Big celebration for 50 years of the British Columbia Hockey League this weekend.

Big celebration for 50 years of the British Columbia Hockey League this weekend. You will have to pardon me if I not particularly enamoured of the event.

You see, the BCHL, starting from the Okanagan Mainline Junior Hockey League, began as a way to eliminate Trail from the list of contenders for the B.C. Junior Hockey Championship. Up to the time the BCHL came into being, Home of Champions teams dominated junior hockey in B.C. to such an extent that the record books used ditto marks on the Mowatt Cup records.

Then, along came the BCHL, and for many years Trail was not allowed to compete for the Mowatt Cup. Trail applied to join the BCHL, in order to stay at the top level of provincial junior play, but was rejected as, “too far to travel,” for the rest of the league.

Too far to travel, indeed, if you think you will probably be trounced once you arrive.

Lots of local players, who left the area so as to be able to compete in the province’s highest league, played for and even won the provincial title, but the Smoke Eaters, along with Nelson, Rossland and East Kootenay and northern teams, never had that opportunity.

By the time another junior A league was formed in the interior, the BCHL was firmly entrenched at the top of the heap. Many of the Mowatt Cup titles its teams “earned,” were simply BCHL championships and are listed as, “automatic winners, no other Junior A league in B.C.” For 13 years, from 1968 to 1980, that was the case.

When the competition re-opened in the early 80s, the BCHL continued to attract the best players from around the province and continued to dominate the provincial championships, losing only once to the, “other,” league.

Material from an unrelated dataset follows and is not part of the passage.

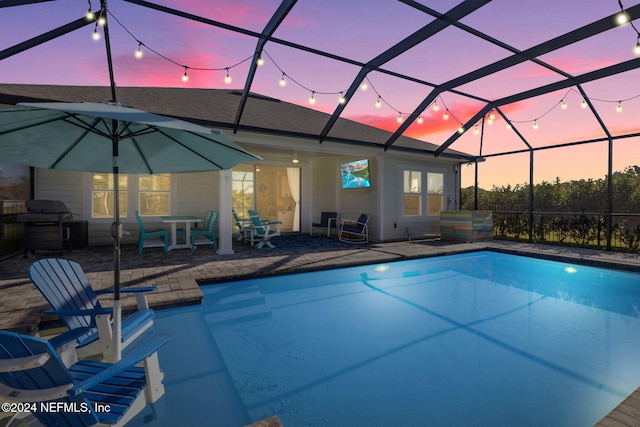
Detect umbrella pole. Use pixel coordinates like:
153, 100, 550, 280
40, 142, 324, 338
111, 132, 122, 362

Of course, Trail still had a junior team (relegated to junior B status), usually younger than those from other places, and it won a couple of Cyclone Taylor Cups at that level, but it wasn’t until a local group bought the current BCHL franchise, which the league wishes would just go away, that Trail was allowed to really compete even at the second tier level that is Junior A.

Population and socio-economic changes mean it is much tougher now for Trail teams to match up with Okanagan and lower mainland clubs, but at least now the Smoke Eaters can enter the conversation.

Despite a down year, that will be enough to get me to the rink tomorrow feeling a lot of pride in what Smoke Eater teams have accomplished, a little (maybe a lot of) bitterness about two decades plus of potential achievements Smoke Eater teams were not allowed to try and accomplish and some hope that, someday, a provincial title will again come this way.